COLLIE HERB
dès qu’il prend le mic, l’ambiance y est
Par Mario Angst – Photo: Collie Herb

Le freestyle, c’est le skater sur le rail, le boarder dans les airs ou le surfer dans un tube, des instants qui se suffisent à eux-mêmes, qu’aucune pensée ne peut déranger. Mais le freestyle, c’est aussi des beats rebondissants, des murs qui suintent et un public qui suit chaque rime improvisée. Le musicien reggae d’Olten Collie Herb cherche les points communs et les trouve dans l’importance de vivre au présent.
“Tu fais quoi, quand tu ne fais pas de la musique ?” La réponse de Collie Herb à cette question est inattendue. Un ange passe. Après un instant, il se souvient qu’il aime bien cuisiner. Il ajoute, presque gêné que, dans sa vie, tout tourne autour de la musique. Aucun doute que le rêve de Collie Herb, consacrer sa vie entièrement à la musique, se réalisera bientôt.
Quand la salle devient silencieuse, quand l’attente devient palpable et que la foule attend impatiemment les premiers accords… Quand la chanson commence enfin, avec des guitares euphorisantes et une voix féminine douce, comme Jede Tag, une musique comme un matin ensoleillé… Quand Collie Herb entre en scène, embrasse son beat, et que son chant fait vibrer les oreilles de manière directe et positive… Et quand des inconnus dans le public se sourient : ce sont des instants authentiques, pas très loin du pipe run sans faute, du grondement du public et du retour à la maison, en sueur mais heureux.
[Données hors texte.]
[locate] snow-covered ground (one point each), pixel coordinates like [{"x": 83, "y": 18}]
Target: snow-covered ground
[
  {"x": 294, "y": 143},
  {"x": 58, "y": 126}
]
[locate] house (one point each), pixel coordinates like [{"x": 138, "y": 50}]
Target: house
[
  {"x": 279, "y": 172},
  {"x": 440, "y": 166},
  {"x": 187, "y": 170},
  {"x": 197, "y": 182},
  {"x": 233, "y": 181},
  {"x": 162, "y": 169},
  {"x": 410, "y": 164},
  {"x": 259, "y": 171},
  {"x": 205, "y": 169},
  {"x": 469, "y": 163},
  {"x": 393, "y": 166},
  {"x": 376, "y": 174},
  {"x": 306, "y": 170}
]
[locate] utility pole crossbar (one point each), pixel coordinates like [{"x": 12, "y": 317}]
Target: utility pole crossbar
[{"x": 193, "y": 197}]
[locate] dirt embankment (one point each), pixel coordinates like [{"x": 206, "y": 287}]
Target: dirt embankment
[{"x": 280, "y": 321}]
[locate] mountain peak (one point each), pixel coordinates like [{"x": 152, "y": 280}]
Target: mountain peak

Pour Collie Herb, c’est encore mieux si les spectateurs emmènent une partie du message chez eux. Il s’agit d’improvisation, de joie de vivre, de répandre des vibes positives et de vivre son rêve. Il insiste : “Je veux faire de la musique qui reflète ma personnalité”.
Lorsqu’il donne un concert, il se sent comme un poisson dans l’eau. On comprend tout de suite que, de tous les endroits où vit la musique, la scène est le plus important pour lui. Collie Herb peut y sortir son grand jeu et, de temps en temps, il part en freestyle sur un sujet d’actualité. Le lien, il le voit immédiatement : “Le freestyle, c’est une manière de vivre, une liberté de mouvement, que ce soit dans le skate ou le rap. Bien sûr qu’il existe un lien !”. Ce lien devient d’autant plus évident si l’on considère que le flip en pipe et l’impro de textes nécessitent tous les deux autant d’exercice et de savoir-faire. Sauf que le freestyle de Collie Herb ne connaît pas de chutes. Il affirme ne jamais être à court de mots. Sur scène, il a une mission à remplir. Il tourne à plein régime dès qu’il prend le micro.
L’Oltenois ignore les frontières entre reggae et hip-hop et combine l’énergie positive du dancehall à la force entraînante du rap. Pour lui, ce genre de frontières est artificiel. Il fait remarquer que, en Jamaïque, le pays qui inspire la plupart des artistes reggae, personne ne se demande où commence le rap et où s’arrête le reggae. Le hip-hop, les beats et le freestyle lui sont indispensables.
Après pas mal d’enregistrements et de mix-tapes, le premier EP de Collie Herb sort bientôt. Et même si son disque ne diffuse qu’une partie de sa passion pour la musique, l’attente n’aura pas été vaine. Son son est autant adapté pour chiller joyeusement après une journée éprouvante dans un park que pour faire la fête le soir.